McKeown’s ability to connect industry gaps and rising trends to business opportunities is helped by the intelligence foundation he developed. His experience has spanned art direction, fine foods, and 5-star line of chef stints from Boston and New York to Hong Kong and Bangkok. He maintains an unrivaled global, Middle, and Far Eastern database of local-language data and international reports that is updated daily and culled from Ivy League professors, on-the-ground correspondents, and key groups of consumers alike. It is from this varied base of scholarly, hospitality, and media-based research that his consultancy, Mangkut, works to unify concepts from creation through to design, front and back of the house development, to media planning, SOP, and business models.

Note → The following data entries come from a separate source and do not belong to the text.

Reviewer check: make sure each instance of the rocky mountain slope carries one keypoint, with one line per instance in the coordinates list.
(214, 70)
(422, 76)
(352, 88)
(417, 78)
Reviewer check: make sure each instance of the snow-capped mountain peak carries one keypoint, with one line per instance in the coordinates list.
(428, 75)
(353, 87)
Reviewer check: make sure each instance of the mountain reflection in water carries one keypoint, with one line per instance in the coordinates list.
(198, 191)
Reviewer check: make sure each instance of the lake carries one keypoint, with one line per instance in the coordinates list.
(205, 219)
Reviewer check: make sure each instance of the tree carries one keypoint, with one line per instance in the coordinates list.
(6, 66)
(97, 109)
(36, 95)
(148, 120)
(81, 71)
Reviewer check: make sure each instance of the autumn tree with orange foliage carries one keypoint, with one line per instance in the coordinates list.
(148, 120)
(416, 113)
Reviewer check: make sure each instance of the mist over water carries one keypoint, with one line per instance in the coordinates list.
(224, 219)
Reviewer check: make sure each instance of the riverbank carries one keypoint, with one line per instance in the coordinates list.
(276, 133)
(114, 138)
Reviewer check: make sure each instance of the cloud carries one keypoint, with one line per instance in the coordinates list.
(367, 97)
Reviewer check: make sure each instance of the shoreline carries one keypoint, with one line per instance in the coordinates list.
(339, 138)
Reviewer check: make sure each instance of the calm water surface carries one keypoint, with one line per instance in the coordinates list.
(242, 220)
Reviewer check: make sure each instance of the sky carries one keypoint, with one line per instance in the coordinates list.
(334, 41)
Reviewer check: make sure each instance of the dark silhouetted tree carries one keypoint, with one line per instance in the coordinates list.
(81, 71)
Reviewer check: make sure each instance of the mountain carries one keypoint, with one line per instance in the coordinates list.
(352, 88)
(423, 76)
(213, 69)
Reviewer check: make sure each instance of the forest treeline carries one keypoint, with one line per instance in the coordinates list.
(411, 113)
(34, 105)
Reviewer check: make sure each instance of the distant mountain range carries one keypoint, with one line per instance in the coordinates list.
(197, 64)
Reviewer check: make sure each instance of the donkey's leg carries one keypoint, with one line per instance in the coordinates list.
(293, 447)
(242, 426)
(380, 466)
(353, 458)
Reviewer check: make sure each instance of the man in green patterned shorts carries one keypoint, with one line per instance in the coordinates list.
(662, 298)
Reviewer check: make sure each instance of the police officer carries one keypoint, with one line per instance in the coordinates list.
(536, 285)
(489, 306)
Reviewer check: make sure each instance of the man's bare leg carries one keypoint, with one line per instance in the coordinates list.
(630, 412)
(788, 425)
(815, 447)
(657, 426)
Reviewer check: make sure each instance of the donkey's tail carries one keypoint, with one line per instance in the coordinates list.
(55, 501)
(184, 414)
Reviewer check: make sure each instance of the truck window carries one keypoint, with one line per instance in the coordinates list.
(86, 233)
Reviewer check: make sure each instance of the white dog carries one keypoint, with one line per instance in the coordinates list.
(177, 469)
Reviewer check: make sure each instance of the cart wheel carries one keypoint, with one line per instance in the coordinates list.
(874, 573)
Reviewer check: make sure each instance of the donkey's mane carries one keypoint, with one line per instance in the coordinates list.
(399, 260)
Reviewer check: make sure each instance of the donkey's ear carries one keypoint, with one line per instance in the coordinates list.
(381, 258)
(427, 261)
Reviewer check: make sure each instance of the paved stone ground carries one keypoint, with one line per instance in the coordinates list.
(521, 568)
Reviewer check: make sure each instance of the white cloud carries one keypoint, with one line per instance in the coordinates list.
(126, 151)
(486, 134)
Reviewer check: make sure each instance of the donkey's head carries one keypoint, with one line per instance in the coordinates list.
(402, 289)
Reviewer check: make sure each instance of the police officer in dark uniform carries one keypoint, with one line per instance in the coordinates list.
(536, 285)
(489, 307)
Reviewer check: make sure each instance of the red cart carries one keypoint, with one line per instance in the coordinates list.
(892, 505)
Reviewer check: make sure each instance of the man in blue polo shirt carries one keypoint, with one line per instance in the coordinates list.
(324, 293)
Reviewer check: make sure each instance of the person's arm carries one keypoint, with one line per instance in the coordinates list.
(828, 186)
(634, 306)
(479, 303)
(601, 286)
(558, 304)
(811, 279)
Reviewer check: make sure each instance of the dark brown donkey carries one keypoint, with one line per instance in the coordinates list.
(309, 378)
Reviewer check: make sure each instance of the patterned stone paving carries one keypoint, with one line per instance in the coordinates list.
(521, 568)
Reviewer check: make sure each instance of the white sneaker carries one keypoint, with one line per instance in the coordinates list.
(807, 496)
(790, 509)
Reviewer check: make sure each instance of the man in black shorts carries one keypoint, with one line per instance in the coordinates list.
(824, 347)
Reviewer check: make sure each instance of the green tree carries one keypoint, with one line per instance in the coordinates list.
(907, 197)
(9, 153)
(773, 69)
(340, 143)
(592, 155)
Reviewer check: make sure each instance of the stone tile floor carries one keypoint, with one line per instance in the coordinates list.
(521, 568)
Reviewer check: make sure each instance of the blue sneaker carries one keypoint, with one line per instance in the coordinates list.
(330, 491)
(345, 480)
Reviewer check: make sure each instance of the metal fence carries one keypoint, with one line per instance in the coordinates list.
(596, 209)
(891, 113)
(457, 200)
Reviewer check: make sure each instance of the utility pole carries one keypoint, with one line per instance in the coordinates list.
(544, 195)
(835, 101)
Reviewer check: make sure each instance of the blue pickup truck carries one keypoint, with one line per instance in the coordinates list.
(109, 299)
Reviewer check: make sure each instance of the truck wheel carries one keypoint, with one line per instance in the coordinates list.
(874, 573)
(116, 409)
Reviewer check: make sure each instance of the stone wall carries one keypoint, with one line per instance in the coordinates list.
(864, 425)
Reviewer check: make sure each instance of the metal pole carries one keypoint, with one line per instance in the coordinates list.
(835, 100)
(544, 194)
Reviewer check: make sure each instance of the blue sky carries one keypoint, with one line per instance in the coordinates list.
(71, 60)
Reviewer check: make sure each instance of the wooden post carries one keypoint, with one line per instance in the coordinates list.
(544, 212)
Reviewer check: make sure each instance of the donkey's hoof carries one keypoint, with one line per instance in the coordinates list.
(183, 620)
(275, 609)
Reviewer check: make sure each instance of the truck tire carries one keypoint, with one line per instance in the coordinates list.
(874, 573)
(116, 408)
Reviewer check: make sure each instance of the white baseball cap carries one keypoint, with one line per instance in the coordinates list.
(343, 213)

On the cultural and scholarship front, McKeown is regularly invited as a symposiast and lecturer to universities such as Oxford in the United Kingdom and Tufts University in the United States. Conversational in Thai and Mandarin, he travels on average to five–seven countries a month and visits thousands of hotels, restaurants, and hospitality concepts a year to keep current on trends. In all, he has worked in over 50 countries and traveled to many more during his career. McKeown works with Winkreative, the European-based creative media firm owned by Wallpaper* founder Tyler Brule as its Asia consultant. He works independently through his own company, Mangkut, which works with clients on four continents across dozens of industries.
Roberta and Bill Dowling recently met up with Rob in Hong Kong. Look for his recent articles in the December Food & Wine column “Where to go next: Guangzhou, Hong Kong, and Taipei;” and upcoming in the Boston Globe travel section.